The potential for allogeneic mitochondrial transplantation^98–101 is compelling, as it could broaden availability and shorten the time required for isolation and preparation. Products like mitochondria organelle complex-Q (MRC-Q™, LUCA Science, Tokyo, Japan), which can be frozen for distribution and storage, offer a practical solution. While preclinical studies^101–103 have shown success, their application in human trials remains unexplored.

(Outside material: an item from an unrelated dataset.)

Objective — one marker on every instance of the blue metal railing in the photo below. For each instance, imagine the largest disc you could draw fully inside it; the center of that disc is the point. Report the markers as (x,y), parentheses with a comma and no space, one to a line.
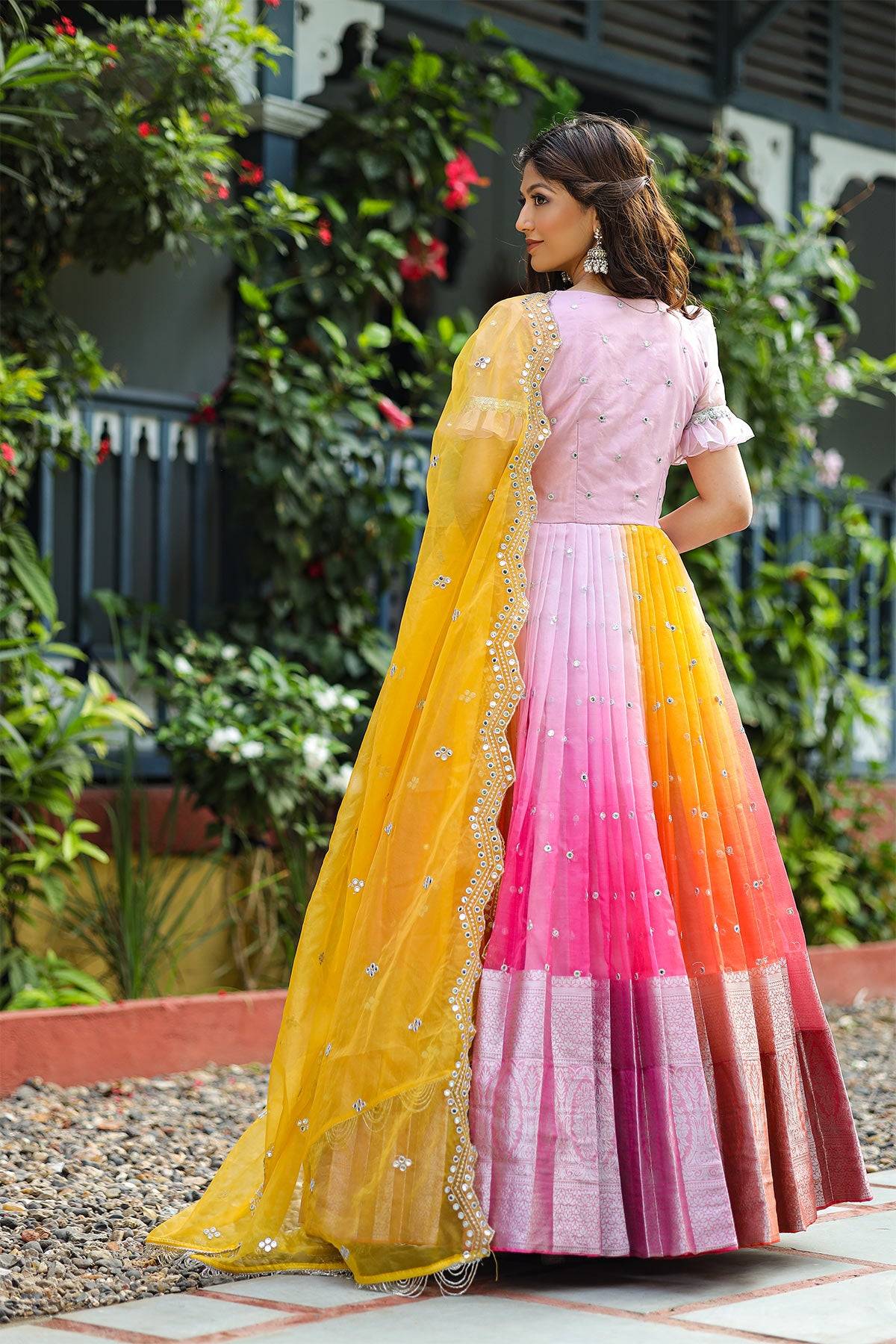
(148,523)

Another significant challenge lies in the route of mitochondrial delivery. Intra-arterial delivery offers targeted therapy to specific arterial territories but carries invasive risks, while systemic dispersion via intravenous delivery may require larger doses, increasing the potential for off-target effects. Optimizing or combining these delivery methods will be important in the design of future trials.

Conclusion

This Phase 1 study demonstrated that autologous mitochondrial transplantation during mechanical thrombectomy for AIS is safe. The standardized methods for mitochondrial isolation and quality testing confirmed the viability and functionality of the isolated mitochondria, consistent with previous findings. This study represents the first use of mitochondrial transplantation in the human brain, highlighting specific logistical challenges related to the acute clinical setting, such as limited tissue samples and constrained time for isolation and transplantation. Ongoing research and rigorous scientific exploration will refine and support the clinical translation of mitochondrial transplantation in the context of acute cerebral ischemia and beyond.

Data availability

The data supporting this study are available from the corresponding author upon reasonable request.